Have you experienced a time in your life when failure creeps in?
Such has been how I have felt the past couple of months. Trying to heed the advice I often give to others: "Lead from your scars, not your wounds" (Thanks Nadi Bolz Webber). I haven't written about it here.
My blog is primarily pastoral not-self confessional. I'm not a fan of public over sharing. I say that's what coffee dates with friends are for! BUT, something in me has tugged toward writing about failure today. Maybe someone needs to hear it?
Today is not the first time I've shared about failure. Through the time I've been blogging, I've written about my own struggles with depression, infertility, and even marriage. A theme of my writing for sure is what it means to find faith in the dark night of the soul. Some of you have told me I've been a healing companion for you on your journey. For this I am more grateful than you know.
Yet, here I am again. Even if you know that joy has seasons and failure is just a part of life. It still can feel rotten to feel stuck.
In my case, it seems everyone around me is running faster and jumping higher. And I'm behind them all just falling on my face.
And, why you wonder?
I've felt like a failure because my memoir, Birthed hasn't had the success I would have liked for a multitude of reasons most notably because there still isn't market demand for infertility stories. It's so hard to beg people to care about what they don't want to talk about.

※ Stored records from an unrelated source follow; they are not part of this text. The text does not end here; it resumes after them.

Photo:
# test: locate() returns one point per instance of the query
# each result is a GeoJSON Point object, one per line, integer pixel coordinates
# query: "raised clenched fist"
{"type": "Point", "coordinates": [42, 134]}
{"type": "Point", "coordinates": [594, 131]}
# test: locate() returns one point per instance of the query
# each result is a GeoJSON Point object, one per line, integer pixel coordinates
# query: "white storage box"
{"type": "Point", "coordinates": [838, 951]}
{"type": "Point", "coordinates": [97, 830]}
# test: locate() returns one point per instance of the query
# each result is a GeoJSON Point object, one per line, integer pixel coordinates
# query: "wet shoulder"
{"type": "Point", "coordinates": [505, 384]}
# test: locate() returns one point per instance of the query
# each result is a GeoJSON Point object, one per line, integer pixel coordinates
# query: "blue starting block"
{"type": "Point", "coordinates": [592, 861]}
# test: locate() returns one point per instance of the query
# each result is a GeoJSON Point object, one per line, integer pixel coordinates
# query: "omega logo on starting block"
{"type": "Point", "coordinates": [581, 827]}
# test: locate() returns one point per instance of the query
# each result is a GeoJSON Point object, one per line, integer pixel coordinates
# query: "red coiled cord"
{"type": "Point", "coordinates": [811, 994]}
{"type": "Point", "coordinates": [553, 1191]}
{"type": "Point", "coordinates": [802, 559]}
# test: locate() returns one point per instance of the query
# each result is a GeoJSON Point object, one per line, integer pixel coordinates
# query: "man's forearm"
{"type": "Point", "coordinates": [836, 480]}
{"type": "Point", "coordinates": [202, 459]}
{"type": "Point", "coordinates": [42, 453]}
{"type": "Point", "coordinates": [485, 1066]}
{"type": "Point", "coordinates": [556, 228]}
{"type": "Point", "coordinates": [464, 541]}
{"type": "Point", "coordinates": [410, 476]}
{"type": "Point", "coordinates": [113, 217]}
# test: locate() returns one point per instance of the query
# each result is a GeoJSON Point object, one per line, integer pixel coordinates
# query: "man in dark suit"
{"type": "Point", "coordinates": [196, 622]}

I've felt like a failure in my friendships. As much as I try to value people and make time for others, human relationships are messy. Most of us simply do what we want to do. Often this means hurting others (even if we're making the best choices for ourselves). It has just been a season where I feel I've drawn the short end of the stick more than my confidence can handle.
I've felt like a failure in my time management. I've overcommitted myself to projects I can't complete. And sometimes there are no quick fixes for these poor choices. It just is what it is and we can't rest until everything is finished.
And I've felt like a failure because can't seem to find the advocates I need for the orphan care and the work I'm doing over at Our Courageous Kids. My motivation skills seem to have lost their touch.
Even if you want to rise above failure, it can feel like an endless cycle. The more you feel it, the worst it gets. (For all of you Enneagram buffs can you tell I'm a 3?).
So how can you move forward with a mess of failure all around?
For now, this is what I know: grace is the thing that keeps me going.
Grace tells me that my poor choices (or that of others) aren't the end of the story. Grace reminds me that broken relationships will find redemption somehow. Grace offers that unexpected gifts are waiting for me when I least expect it.
And then practically, I can offer grace back to myself. Saying, "It's ok that I can't be this or that right now." Or giving myself permission to sit on the couch if it is the one thing that makes me feel better. Or even something extreme like flying across the country to see people I love (which I did last week!).
My life has purpose and meaning even if it doesn't feel like I'm living into my potential right now. The words of Lamentations 3: 22-23 ring in my ears:
Because of the Lord’s great love we are not consumed, for his compassions never fail. They are new every morning; great is your faithfulness.
This "failure season" of mine will indeed pass. And yours will too.